Je suis resté proche d’Hervé Milazzo, de Désiré Périatambée. Pour l’anecdote je suis aussi désormais l’entraîneur du fils de Fred Guéguen, avec qui j’ai été formé à Brest et avec qui j’ai joué à Grenoble. Je revois de temps en temps Cyril Carrière. Le monde du foot paraît grand mais il est tout petit et les réseaux sociaux sont pratiques pour rester en contact.

Sur les joueurs qui m’ont marqué… Il y en a eu beaucoup. Mika Dogbé était un phénomène. Jean-Pascal Yao derrière, Fred dans les buts… Désiré et Lolo Debrosse m’ont également vraiment marqué. J’étais un 10 à l’ancienne et de jouer devant deux mecs comme ça ça te facilite quand même beaucoup le travail (rires).

Dans ta vie il y a eu Grenoble, mais il y a aussi beaucoup eu Brest…

Brest c’est mon club de cœur. J’y ai fait ma formation, j’ai eu la chance de passer 5 ans là bas avant le dépôt de bilan, j’y suis revenu pour la remontée en Ligue 2 et là ça fait 6 saisons que j’y entraine : 1 ans en U17 et depuis 5 saisons avec la réserve.
Grenoble est une partie de mon coeur, je dirais même que c’est là bas que je me suis senti sportivement le plus à l’aise, mais Brest reste la partie la plus importante.

Comment as-tu franchi le cap pour devenir entraîneur ?

J’avais passé mes diplômes mais ce n’était pas forcément une obsession d’entraîner mais des fois le hasard fait bien les choses. Après l’obtention de mon diplôme un club amateur m’a proposé de le rejoindre et ça a été un premier déclic, j’ai commencé à vraiment y prendre goût.
Ensuite Alex Dupont m’a appelé, il souhaitait que je m’occupe du recrutement à Brest mais finalement une place s’est libérée chez les éducateurs et j’ai commencé à m’occuper de l’équipe U17. J’ai vraiment pris et je prends toujours énormément de plaisir dans ce rôle. Passer par la case formation me semble essentiel, on apprend beaucoup de choses quotidiennement.

Ton objectif sera d’entraîner une équipe une à l’avenir ?

Je ne me projette sur rien du tout. J’essaie d’être le plus performant possible et on verra où ça mène. Ce que je fais me convient parfaitement mais le foot est toujours une vie de surprise donc on verra bien.

Quelles sont tes missions avec la réserve brestoise ?

Aider les jeunes à franchir un cap?
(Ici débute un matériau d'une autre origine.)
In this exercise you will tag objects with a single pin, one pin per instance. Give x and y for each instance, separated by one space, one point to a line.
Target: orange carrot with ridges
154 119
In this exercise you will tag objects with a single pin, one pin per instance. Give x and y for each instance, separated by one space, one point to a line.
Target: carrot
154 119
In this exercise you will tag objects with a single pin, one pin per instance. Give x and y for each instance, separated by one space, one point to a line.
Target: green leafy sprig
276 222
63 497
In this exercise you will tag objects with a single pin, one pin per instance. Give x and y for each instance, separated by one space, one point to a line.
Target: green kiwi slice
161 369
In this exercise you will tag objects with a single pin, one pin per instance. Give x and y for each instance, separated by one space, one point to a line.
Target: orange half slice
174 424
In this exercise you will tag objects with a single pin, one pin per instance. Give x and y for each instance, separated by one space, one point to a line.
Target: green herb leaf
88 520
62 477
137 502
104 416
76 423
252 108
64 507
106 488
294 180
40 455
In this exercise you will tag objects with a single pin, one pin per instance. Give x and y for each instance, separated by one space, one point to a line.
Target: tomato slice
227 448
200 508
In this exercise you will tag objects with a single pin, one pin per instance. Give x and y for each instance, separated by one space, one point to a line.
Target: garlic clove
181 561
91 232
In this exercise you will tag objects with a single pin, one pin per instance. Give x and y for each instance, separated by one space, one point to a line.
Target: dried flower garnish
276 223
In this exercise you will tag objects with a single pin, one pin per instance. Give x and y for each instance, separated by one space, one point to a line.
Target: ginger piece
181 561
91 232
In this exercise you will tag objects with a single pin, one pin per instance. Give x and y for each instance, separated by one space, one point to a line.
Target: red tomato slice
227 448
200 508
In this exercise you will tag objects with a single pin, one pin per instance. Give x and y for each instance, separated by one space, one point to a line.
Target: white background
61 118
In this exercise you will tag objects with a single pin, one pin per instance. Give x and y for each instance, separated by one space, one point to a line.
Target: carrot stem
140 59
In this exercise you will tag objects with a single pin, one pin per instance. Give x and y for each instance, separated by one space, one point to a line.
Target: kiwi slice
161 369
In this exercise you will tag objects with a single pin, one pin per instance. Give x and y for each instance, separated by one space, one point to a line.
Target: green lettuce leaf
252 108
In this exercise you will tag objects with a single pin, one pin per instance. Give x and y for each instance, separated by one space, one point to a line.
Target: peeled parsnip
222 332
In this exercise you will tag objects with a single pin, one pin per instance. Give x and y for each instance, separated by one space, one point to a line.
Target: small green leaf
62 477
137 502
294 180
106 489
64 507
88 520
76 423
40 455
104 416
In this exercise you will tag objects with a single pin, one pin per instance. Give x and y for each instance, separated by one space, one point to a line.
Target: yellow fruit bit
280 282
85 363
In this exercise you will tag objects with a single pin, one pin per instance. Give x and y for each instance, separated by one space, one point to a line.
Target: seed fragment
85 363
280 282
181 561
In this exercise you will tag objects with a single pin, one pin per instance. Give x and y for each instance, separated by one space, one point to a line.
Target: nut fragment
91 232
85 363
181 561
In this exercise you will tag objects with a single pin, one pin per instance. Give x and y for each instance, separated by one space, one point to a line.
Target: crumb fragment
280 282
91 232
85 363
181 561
L’an passé on a fini 3ème de notre poule de N3 c’était également très satisfaisant, sachant qu’on ne peut de toute façon pas monter en N2. Mais le but premier est d’intégrer le max de joueurs au groupe pro, qu’ils finissent la fin de leur formation avec les pro. Ca prend forme depuis quelques années. Je tâche, avec d’autres, de rendre nos jeunes le meilleur possible sur les plans humain et sportif.
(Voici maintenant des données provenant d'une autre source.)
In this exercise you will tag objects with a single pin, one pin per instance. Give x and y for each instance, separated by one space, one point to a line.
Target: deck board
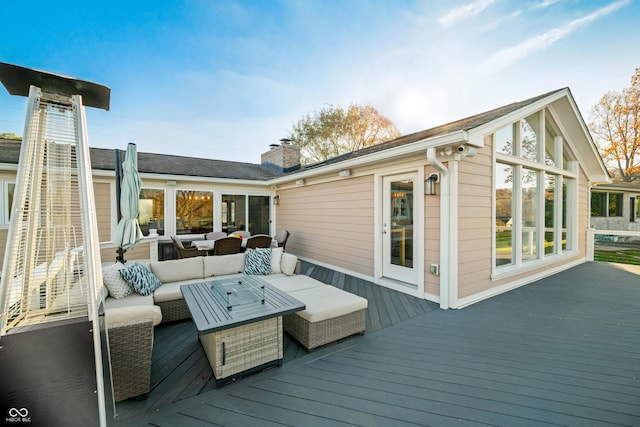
562 351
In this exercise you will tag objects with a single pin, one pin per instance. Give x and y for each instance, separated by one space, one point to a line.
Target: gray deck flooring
562 351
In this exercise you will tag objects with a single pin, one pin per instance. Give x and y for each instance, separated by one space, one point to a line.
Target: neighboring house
616 206
453 214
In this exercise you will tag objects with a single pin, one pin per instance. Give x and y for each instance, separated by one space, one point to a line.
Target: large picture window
605 204
246 212
151 210
532 193
194 211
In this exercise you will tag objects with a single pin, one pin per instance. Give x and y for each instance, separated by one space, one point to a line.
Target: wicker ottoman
330 314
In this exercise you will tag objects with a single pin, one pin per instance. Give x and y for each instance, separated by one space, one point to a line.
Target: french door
398 231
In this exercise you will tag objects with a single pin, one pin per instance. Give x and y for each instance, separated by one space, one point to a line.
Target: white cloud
533 44
464 12
545 3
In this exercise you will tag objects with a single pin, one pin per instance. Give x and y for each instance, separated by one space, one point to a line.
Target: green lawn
626 256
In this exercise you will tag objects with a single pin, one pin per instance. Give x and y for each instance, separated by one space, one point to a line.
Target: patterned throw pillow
141 280
117 286
258 261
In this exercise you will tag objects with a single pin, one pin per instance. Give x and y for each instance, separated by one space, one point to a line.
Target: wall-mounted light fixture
430 184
On ne te demandera pas de te mouiller mais est-ce que tu penses qu’on verra beaucoup de buts demain au Stade des Alpes ?

La Ligue 2 est tellement surprenante que je ne sais pas mais de toute façon je suis nul en prono (rires). Ce qui est sûr c’est qu’on a à faire à deux équipes qui jouent, donc le match surement ouvert. Je ne suis pas inquiet pour le maintien du GF38 de ce que j’ai vu d’eux depuis le début de la saison. Quant à Brest, il fait un très beau 4ème pour le moment. J’aurais bien aimé y assister au Stade des Alpes mais je serai devant ma télé.
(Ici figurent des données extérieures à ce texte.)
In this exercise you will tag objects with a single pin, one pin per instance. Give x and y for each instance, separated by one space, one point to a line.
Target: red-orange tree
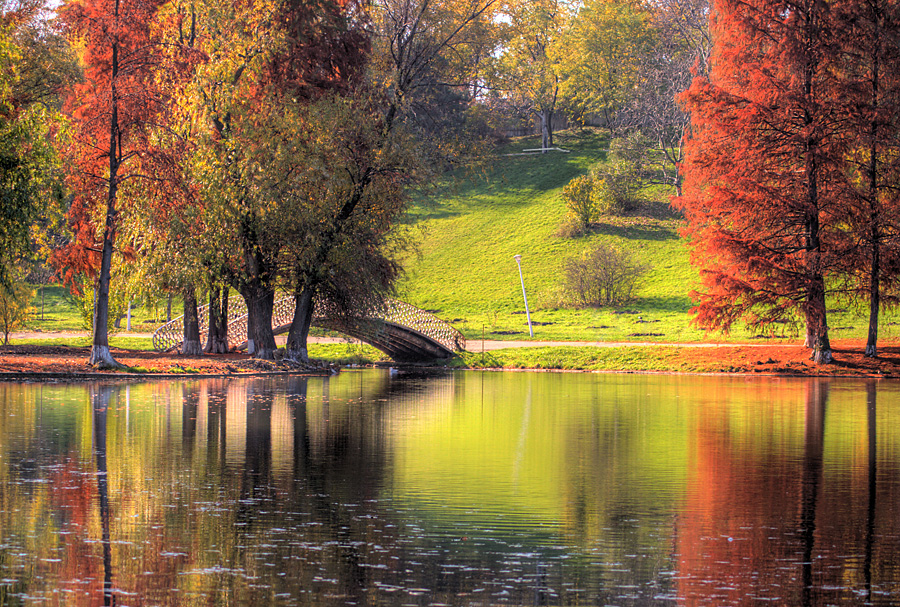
763 167
113 113
868 33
Un petit message pour conclure ?

Oui je voudrais saluer Alain Fessler, quelqu’un d’exceptionnel et un mec en or. Je sais qu’il m’en veut parce qu’à chaque fois qu’il vient en Bretagne je suis pris ailleurs (rires) mais il sait à quel point je pense du bien de lui, le football ne pourrait pas exister sans des gens comme lui.